First, with no public fanfare, Republicans undertook two big voter-registration drives. One, which I helped run, used big data, technology and volunteers from the Texas Federation of Republican Women, College Republicans and county GOP organizations. Mr. Cornyn lent a wily former state GOP chairman, Steve Munisteri, to travel Texas stirring up volunteers and enthusiasm while the program’s director, Mitch Carney, led an effort that added 212,972 new Republicans to the voter rolls—at a cost of $7.90 each. The other effort, by the super PAC Engage Texas, used traditional methods, hiring nearly 200 workers to stand outside Department of Motor Vehicles offices and knock on doors. Before it was shut down by Covid-19, it registered another 105,697 Republicans at a cost of $70.10 each.

The combined total of 318,669 new Republicans would constitute almost half of Mr. Trump’s statewide margin of victory and one-third of Mr. Cornyn’s.
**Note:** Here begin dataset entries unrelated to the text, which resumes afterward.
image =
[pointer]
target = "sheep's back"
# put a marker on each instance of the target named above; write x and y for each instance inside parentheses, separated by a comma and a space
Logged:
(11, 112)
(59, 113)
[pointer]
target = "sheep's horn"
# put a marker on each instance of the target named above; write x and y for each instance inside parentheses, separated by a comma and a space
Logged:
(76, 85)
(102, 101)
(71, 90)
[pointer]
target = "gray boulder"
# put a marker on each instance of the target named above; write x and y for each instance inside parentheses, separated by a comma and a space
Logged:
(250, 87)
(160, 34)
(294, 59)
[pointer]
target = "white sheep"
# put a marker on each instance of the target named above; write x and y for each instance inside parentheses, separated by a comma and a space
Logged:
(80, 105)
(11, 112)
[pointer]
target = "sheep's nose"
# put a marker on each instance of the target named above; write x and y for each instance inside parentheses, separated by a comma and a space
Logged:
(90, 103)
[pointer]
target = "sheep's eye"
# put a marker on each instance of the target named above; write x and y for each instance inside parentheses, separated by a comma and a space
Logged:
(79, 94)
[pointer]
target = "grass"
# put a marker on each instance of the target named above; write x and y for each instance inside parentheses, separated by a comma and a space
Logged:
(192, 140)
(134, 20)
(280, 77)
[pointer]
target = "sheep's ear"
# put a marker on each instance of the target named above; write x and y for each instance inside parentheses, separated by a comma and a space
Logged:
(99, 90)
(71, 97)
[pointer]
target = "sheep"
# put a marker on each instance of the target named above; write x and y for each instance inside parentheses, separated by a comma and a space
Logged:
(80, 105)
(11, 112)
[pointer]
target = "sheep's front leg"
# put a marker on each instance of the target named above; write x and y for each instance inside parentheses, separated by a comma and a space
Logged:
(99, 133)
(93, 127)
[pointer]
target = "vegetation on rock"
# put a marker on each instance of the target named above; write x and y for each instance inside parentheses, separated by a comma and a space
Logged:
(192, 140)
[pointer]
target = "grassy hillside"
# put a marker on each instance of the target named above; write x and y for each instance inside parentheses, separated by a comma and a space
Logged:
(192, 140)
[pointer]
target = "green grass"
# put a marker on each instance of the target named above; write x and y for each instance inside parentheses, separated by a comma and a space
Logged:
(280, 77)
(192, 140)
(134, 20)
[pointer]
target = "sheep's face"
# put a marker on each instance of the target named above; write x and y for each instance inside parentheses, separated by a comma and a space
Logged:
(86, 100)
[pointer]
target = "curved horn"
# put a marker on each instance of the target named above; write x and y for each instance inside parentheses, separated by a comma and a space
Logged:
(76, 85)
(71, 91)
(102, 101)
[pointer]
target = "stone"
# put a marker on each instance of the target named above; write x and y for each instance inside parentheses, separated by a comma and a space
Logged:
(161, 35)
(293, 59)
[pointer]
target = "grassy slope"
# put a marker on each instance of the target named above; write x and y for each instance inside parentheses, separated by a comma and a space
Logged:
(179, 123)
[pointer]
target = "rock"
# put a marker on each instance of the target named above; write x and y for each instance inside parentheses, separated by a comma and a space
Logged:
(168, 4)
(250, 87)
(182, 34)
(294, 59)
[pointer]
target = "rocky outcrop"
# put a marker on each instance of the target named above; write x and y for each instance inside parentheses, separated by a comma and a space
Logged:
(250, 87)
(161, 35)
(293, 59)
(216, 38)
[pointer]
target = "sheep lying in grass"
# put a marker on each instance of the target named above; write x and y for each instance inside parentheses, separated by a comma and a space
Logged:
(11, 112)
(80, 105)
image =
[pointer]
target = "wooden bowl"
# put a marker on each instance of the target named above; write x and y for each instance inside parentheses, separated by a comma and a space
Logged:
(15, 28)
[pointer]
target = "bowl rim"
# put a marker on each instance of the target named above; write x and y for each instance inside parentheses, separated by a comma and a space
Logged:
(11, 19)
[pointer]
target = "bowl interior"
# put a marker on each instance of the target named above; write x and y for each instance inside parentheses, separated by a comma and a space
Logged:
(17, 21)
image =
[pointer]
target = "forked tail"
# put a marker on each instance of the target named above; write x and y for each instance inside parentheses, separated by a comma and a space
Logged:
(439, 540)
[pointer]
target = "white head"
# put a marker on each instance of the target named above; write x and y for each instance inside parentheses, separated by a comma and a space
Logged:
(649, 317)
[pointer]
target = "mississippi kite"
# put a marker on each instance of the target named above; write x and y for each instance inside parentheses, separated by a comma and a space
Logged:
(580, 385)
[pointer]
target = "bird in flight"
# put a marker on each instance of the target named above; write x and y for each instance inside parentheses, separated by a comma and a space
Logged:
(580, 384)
But both efforts focused on key congressional and state House districts. In one congressional seat and at least four state House races, the numbers of new in-district Republican registrations were more than the winning GOP candidate’s margin.

Second, Texas Republicans mounted a big get-out-the-vote operation. Mr. Cornyn benefited from such efforts when he was elected a state Supreme Court justice in 1990 and state attorney general in 1998. Last year he directed his campaign manager, John Jackson, and Mr. Munisteri to re-create such an effort for this fall. They picked a young operative, Spencer Davis, to run it.